Teaching Machines to Share
A prototype app for tablet devices aimed at helping reduce preventable medical errors in intensive care units is currently being tested at Johns Hopkins. Studies of U.S. hospitals show that more than 800,000 people—that’s 1 in 5—admitted to ICUs suffer some sort of preventable issue, such as blood clots. The problem, ironically, is the technology found in the ICU. Machines do a wonderful job individually, but don’t electronically “talk” to each other in a way that clinicians can easily decipher. Critical information can be missed among the estimated 200 daily tasks that nurses and doctors perform on an ICU patient.
The app, which involved input from 18 different disciplines including engineering and bioethics, improves how machines talk to one another and to people. Why an app? “When we asked clinicians, patients, and families how they envisioned the information being displayed, they didn’t want another big screen display or a display on a wall,” says Alan Ravitz of the Johns Hopkins Applied Physics Lab. “They wanted something they could hold and interact with.” A patient version of the app will also help families track the care that they can provide their loved one, such as brushing teeth or washing hair.

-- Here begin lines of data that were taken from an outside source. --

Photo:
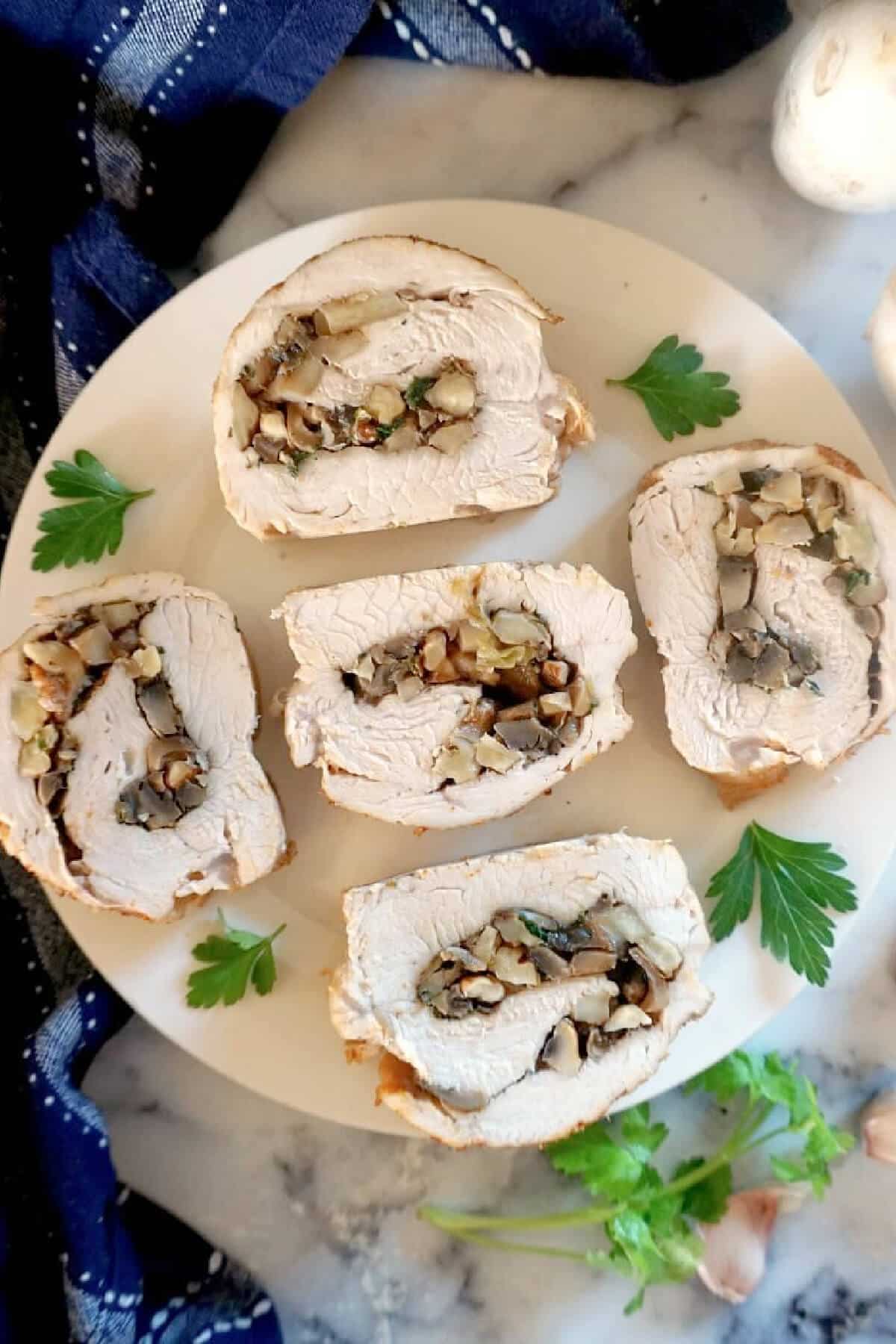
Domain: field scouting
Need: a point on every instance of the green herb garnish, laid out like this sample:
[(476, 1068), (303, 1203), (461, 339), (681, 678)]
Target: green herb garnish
[(297, 458), (235, 957), (798, 883), (855, 578), (385, 430), (649, 1223), (677, 396), (417, 390), (82, 531)]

Determining if a body of water is safe just got easier. Johns Hopkins mechanical engineer Marin Kobilarov worked on a team to develop a pollution-hunting underwater robot. Equipped with navigation sensors and monitoring instruments, it keeps tabs on everything from water temperature to blue-green algae content. “We’re getting a 4-D picture of the water, the fourth dimension being time, so we can predict how quality would evolve day to day.” Piloted last year at Lake Pleasant in Phoenix, Arizona, the technology will be further developed and let loose this spring in the Chesapeake Bay.

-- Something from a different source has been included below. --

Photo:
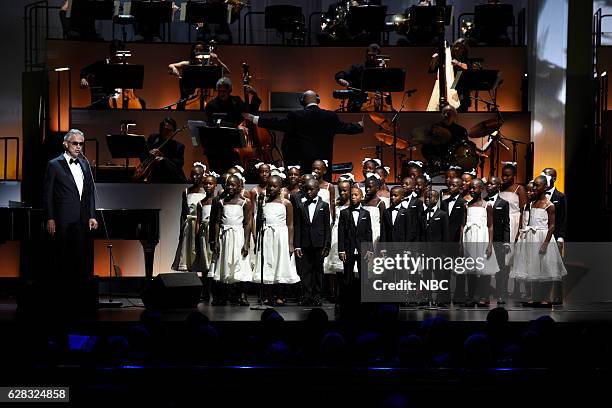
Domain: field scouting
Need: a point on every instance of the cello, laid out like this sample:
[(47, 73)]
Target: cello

Johns Hopkins researchers are using a computer algorithm to analyze Twitter posts and gather information about some common mental illnesses. The algorithm gathered tweets from users who publicly mentioned their diagnosis. It also looked for language cues linked to certain disorders, including words associated with anxiety and insomnia. Reviewing more than 8 billion tweets, the researchers have been able to quickly and inexpensively collect new data on post-traumatic stress disorder, depression, bipolar disorder, and seasonal affective disorder. “Using Twitter to get a fix on mental health cases could be very helpful to health practitioners and government officials who need to decide where counseling and other care are needed most,” says Johns Hopkins computer scientist Mark Dredze.
Tiny Spill, Big Problem
When gasoline dribbles from the pump’s nozzle after a fill-up, few among us think twice about the environmental impact of such a tiny spill. But the truth is, those drips add up, seeping into the concrete pads beneath the pumps and then contaminating the soil and groundwater. That’s bad news for people who live nearby and rely on well water, according to researchers at the Johns Hopkins Bloomberg School of Public Health. Roughly 1,500 liters of gasoline are spilled at a typical gas station every 10 years—and that’s the researchers’ conservative estimate. That’s a problem when the environmental and public health impacts of chronic gasoline spills are poorly understood. “Chronic gasoline spills could well become significant public health issues since the gas station industry is currently trending away from small-scale service stations,” says environmental health scientist Patrick N. Breysse.
Better Ebola Protection
After last year’s Ebola outbreak raised major concerns over the spread of the highly infectious disease, the U.S. government challenged innovators from around the world to help health care workers provide better, more timely care, while also containing the virus. A team from Johns Hopkins Center for Bioengineering Innovation & Design and Jhpiego, an international nonprofit health organization affiliated with Johns Hopkins University, is now among three global winners to receive financial support for its prototype of a health care worker suit. The suit was redesigned for quicker, safer removal and to keep workers from coming in contact with Ebola patients’ contagious body fluids during and after treatment. In addition, it is expected to keep the wearer cooler—an important benefit in hot, humid regions such as West Africa. (The cooling technology used in the garment was originally developed by Johns Hopkins cardiologist Harikrishna Tandri for cooling patients in cardiac arrest.) The suit will now undergo intensive testing to ensure readiness for production and deployment in the field.